Player Reliability

As a rule of thumb, the list team considers the opinions of every victor when initially constructing an opinion list. However, opinions may be weighted differently based on several factors that inherently affect player reliability. Players will be asked by a team member to self-assess their reliability for each list opinion on a scale from 0 to 10. Reliability factors that players should consider include but are not limited to the following list:

  • Verifications: A level's difficulty may be adjusted significantly during the verification process, which can significantly affect the verifier's opinion compared to other players. Verifiers that playtest the layout prior to completing the full level are also subject to inherent biases.
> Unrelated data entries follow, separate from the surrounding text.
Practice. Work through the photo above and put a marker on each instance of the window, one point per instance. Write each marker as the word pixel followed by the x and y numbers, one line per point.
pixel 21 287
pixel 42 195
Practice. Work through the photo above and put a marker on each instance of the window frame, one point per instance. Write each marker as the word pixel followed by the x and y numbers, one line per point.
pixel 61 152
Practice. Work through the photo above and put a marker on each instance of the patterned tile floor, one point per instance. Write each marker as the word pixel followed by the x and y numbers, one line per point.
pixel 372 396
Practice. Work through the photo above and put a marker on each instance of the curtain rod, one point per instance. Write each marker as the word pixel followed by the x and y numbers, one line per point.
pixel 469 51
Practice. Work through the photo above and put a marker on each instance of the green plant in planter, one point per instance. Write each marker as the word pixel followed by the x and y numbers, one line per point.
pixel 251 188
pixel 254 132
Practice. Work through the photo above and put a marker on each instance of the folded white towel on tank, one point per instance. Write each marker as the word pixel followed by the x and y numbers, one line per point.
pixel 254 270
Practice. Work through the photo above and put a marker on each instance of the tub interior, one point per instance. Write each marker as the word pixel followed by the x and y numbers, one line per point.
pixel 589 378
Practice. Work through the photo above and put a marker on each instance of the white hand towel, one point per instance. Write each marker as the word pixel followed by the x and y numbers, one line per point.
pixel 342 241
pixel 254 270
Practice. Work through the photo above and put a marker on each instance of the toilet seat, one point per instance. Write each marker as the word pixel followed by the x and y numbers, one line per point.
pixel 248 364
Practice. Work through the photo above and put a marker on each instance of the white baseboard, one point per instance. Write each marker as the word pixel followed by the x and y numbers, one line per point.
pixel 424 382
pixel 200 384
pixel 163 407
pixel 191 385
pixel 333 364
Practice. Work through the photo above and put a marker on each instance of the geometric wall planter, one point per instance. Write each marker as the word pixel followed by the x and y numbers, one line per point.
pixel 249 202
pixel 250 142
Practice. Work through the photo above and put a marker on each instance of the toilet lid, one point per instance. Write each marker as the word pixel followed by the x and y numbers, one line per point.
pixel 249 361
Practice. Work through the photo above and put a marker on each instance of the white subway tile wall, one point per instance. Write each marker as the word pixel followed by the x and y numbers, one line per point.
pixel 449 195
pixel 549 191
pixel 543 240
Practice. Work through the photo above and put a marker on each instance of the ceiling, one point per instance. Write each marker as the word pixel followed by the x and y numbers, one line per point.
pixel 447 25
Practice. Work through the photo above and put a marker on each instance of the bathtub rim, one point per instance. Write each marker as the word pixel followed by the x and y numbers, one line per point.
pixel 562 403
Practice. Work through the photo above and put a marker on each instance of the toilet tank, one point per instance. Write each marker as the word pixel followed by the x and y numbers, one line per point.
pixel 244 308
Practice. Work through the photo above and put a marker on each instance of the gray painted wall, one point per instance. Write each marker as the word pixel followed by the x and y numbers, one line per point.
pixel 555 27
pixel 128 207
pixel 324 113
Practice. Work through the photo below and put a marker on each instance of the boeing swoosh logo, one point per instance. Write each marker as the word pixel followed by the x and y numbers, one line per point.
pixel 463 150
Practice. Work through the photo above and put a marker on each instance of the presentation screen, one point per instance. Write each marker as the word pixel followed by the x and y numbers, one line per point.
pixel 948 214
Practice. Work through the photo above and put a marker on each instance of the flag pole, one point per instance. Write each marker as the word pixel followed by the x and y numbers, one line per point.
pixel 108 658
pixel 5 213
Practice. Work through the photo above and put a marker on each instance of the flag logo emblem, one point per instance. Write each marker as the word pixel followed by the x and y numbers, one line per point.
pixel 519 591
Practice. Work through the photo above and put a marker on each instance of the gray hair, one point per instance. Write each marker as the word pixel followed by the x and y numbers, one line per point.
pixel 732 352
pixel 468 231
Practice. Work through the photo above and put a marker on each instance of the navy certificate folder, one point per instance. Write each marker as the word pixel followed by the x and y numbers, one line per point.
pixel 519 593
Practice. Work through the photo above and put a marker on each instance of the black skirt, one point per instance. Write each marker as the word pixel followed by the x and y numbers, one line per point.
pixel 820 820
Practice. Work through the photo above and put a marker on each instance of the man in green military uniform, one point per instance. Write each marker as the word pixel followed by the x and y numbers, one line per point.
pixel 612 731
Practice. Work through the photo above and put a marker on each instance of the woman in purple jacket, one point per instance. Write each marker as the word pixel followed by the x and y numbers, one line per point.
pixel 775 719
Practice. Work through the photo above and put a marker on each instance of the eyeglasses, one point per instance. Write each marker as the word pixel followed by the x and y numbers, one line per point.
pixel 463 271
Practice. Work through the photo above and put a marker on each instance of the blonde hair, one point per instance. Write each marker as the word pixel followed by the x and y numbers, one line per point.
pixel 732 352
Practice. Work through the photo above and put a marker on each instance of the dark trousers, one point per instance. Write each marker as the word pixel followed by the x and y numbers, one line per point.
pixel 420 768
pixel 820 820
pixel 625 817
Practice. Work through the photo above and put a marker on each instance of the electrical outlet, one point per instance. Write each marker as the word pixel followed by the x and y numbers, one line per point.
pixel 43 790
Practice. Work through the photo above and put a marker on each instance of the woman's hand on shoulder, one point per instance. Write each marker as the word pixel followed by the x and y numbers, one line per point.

As such, unless there are little to no victors of any given level, the opinion of its verifier will likely be omitted from the opinion list.

  • Outliers: A player may simply have an opinion that drastically differs from other victors of the level. We typically omit these opinions as well, as a clear consensus may exist when excluding outlier opinions.

  • Previous Experience: A player's experience with other list demons significantly affects their reliability when we collect their opinions. In particular, if the level in question is the player's hardest demon, we will likely omit their opinion because they would not have other list demons to use for comparisons. We will also consider the opinion less if the player has not beaten many list demons of similar difficulty to the level in question. To help identify this uncertainty, we ask players to provide the list team with an opinion range between two levels they have completed. Failure to do so decreases the reliability of the opinion and could lead to a less accurate placement.

  • Level Experience: A player may be generally reliable across multiple list demons but could have an experience with a particular level that makes their opinion for it less reliable. Such experiences include completing the level without dying at parts that most other victors died to (commonly called "fluking"), or taking unusually long to complete the level due to getting "unlucky." The player's perspective on the level's difficulty is often skewed in either of these cases, so we will likely omit their opinion unless there is a lack of many other reliable opinions for it.

  • Time Between Completions: When comparing the difficulties of two levels, player opinions may be unreliable if there is a large time gap between completions. For instance, a player's skill level may improve greatly in periods as short as a month or two, so players should consider if these differences apply when assessing their reliability.

Player Exclusion

Players that do not cooperate with the list team when providing opinions (e.g. deliberately providing inaccurate information) will usually not be considered for future list placements or movements. Players may also choose to be excluded from providing list opinions by contacting a member of the list team.

Low Detail Modes

In addition to these factors, sometimes a level may contain a built-in Low Detail Mode that makes it significantly easier. Since all built-in LDMs are considered acceptable for list records, if the LDM makes a particular level much easier, the list team will primarily consider opinions from players that use it. This emphasis allows the list placement to correspond to the easiest "official" version of the level.

Opinion List Analysis

Once the list team has an opinion list, we aim to analyze its statistics to determine the most likely accurate placement given what we know. The final analysis begins once reliability is considered; if the eventual placement does not seem to line up with some opinions you saw from other players, then it's likely that one or more of the factors above decreased their reliability.

Sometimes, there is a lot of variation in the opinions we receive! Some recent notable examples include Wasureta and Void Wave (something about purple levels, maybe). While we will try our best to figure out a consensus with what we have, please keep in mind that these placements are significantly more likely to change following the initial estimate based on the opinions from new victors.

Mean vs. Median

Although the pure average of the list of opinions is not always the best way to estimate the proper placement, it's usually a good starting point. Especially if the distribution of opinions is relatively symmetric and if there are a lot of victors, we often use the average as the tentative placement for the new level.

However, because no distribution is perfectly balanced, we try to capture any "skew" in the data that stems from reliable opinions. As such, the median is never a good metric for determining list placements.

Example: Let's say a level has three opinions so far: #75, #77, and #82. Without any other opinions, we would consider #78 - the average - to be a reasonable placement for it. The median of this list is #77, which does not account for the "skew" towards the higher value (#82 is farther away from the median than #75).

Limitations of the Mean

Nonetheless, using the mean has its weaknesses as well. Most importantly, any outliers in the dataset have a magnified effect on the average, which could offset it away from an otherwise clear consensus.

Example: Let's say a level has five opinions: two at #67, two at #68, and one at #84. The average of this distribution is #71, but without the outlier opinion (#84), we see a clear consensus of either #67 or #68. We'd likely pick one of those two placements as a good fit for the level in question.

Considering Existing List Demons

In some cases, such as the example provided above, there may be more than one possible placement that we think is reasonable for a list-worthy level. When we have multiple options, we often consider the levels currently occupying those positions and whether they may be moved up or down in the near future.

For instance, if two possible placements for a level are #103 and #104, and the level currently at #103 is generally thought to be underrated, #104 would be a better placement for the new level.